Affidavit of Discrepancy: When You Need It and Where to Obtain It

1) What an “Affidavit of Discrepancy” Is

An Affidavit of Discrepancy is a sworn written statement executed by a person who has a legal interest in a record (or by an authorized representative) declaring that two or more documents refer to the same person, transaction, or subject matter despite inconsistent details. It is typically used to explain, reconcile, and authenticate differences in information appearing across public or private records so that an agency, school, employer, bank, or other institution can proceed with a request or release a benefit.

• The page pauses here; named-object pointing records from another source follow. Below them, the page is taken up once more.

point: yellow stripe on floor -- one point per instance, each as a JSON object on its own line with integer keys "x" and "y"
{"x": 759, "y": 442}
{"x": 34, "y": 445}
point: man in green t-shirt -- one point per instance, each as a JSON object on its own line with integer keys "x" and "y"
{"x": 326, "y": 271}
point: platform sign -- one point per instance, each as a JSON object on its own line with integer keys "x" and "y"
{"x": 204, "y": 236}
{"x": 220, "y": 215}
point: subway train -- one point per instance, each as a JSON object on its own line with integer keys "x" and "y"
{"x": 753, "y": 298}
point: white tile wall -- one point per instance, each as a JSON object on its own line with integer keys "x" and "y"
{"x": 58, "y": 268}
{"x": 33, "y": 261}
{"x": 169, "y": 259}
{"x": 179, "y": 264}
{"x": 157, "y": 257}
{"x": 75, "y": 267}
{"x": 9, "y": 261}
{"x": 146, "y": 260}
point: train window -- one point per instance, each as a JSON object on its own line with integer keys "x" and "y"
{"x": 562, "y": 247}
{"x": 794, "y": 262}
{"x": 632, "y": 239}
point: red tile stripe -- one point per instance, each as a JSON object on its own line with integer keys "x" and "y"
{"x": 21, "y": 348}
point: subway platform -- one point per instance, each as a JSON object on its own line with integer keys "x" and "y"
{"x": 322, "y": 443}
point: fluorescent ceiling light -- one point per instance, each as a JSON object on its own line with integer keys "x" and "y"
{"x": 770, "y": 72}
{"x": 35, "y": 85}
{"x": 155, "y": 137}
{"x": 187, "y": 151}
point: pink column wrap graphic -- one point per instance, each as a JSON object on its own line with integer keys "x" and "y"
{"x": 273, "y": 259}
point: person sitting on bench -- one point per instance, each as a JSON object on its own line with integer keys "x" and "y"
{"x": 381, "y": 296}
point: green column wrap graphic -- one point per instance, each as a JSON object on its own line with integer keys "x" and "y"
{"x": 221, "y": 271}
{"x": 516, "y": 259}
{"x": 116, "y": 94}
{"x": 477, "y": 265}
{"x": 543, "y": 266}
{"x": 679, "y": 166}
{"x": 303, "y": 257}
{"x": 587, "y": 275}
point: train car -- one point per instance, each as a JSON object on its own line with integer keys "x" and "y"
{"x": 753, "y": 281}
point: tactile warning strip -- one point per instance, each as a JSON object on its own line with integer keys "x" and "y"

It is not a “one-size-fits-all” government form. In practice, it is a customized affidavit prepared for the specific inconsistency, attached to the documents involved, and notarized.

Common types of discrepancies

  • Name-related: misspellings; missing middle name; interchanged first/last names; hyphenation; spacing (e.g., “Dela Cruz” vs “Delacruz”); suffixes (Jr., III) omitted; use of nickname; inconsistencies in maternal surname.
  • Birth details: wrong date (day/month/year); wrong place of birth; inconsistent sex marker (rare, but encountered).
  • Civil status/family details: inconsistent marital status; variations in spouse’s name; inconsistent parents’ names.
  • Record identifiers: wrong document number, account number, reference number, or series number.
  • Addresses: previous vs current address; abbreviations; barangay/municipality differences due to boundary changes or encoding.
  • Data-entry issues: typographical errors in digits or letters; misread handwriting; encoding differences between manual and digital records.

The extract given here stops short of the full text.